In the Netherlands several bills relating to the prohibition of wearing burqas and niqabs are in preparation, especially relating to education and public services.
Denmark’s government is considering limiting the wearing of full veils in public, in schools and in courts, and is awaiting recommendations from a government committee. In 2009 a proposal to impose a ban was withdrawn after the country's justice ministry ruled that the laws would be problematic legally.
In Italy, a 1975 law that is part of the “provisions for the protection of public order” forbids the covering of faces in public places, be it by wearing veils or motorcycle helmets. Italy’s far-right Northern League proposed a bill in 2009 that would impose a prison sentence of up to two years and a 2,000 euro fine for those who “because of their religious affiliations are difficult or impossible to identify”.
In the UK, there are no laws prohibiting the wearing of the full veil, and on Jan. 22 the British government reaffirmed its commitment to freedom of expression in terms of both religion and dress. The UK's education ministry, however, published guidelines in 2007 allowing schools to ban the wearing of niqabs in class. British headteachers can impose their own dress codes and many schools insist that pupils wear uniform.

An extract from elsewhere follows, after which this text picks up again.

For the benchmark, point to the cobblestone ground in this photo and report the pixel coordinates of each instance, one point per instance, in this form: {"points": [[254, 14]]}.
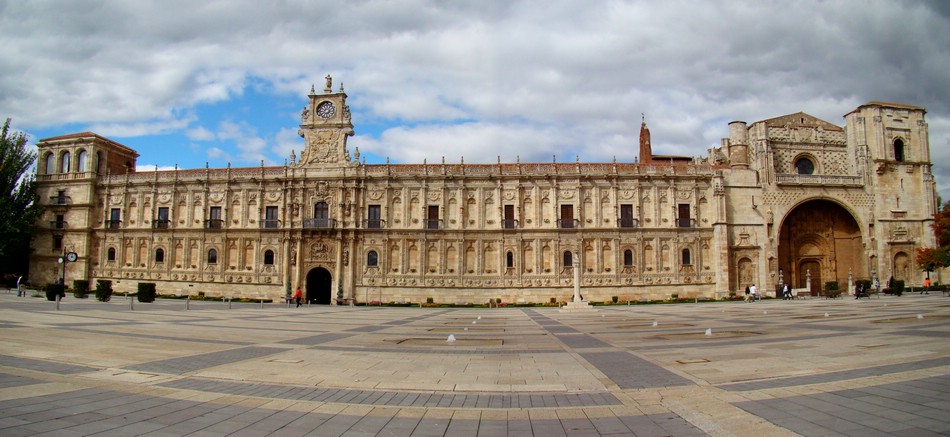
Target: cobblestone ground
{"points": [[867, 367]]}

In Austria, there is an ongoing debate, started by Social Democrat Minister for Women Gabriell Heinisch-Hoseck, towards formulating laws that would ban the full veil in public spaces if the number of women wearing such veils were to increase dramatically.
Many local authorities in Belgium have banned the wearing of the full veil in public spaces, using police laws that forbid the wearing of masks in public other than at times of carnival.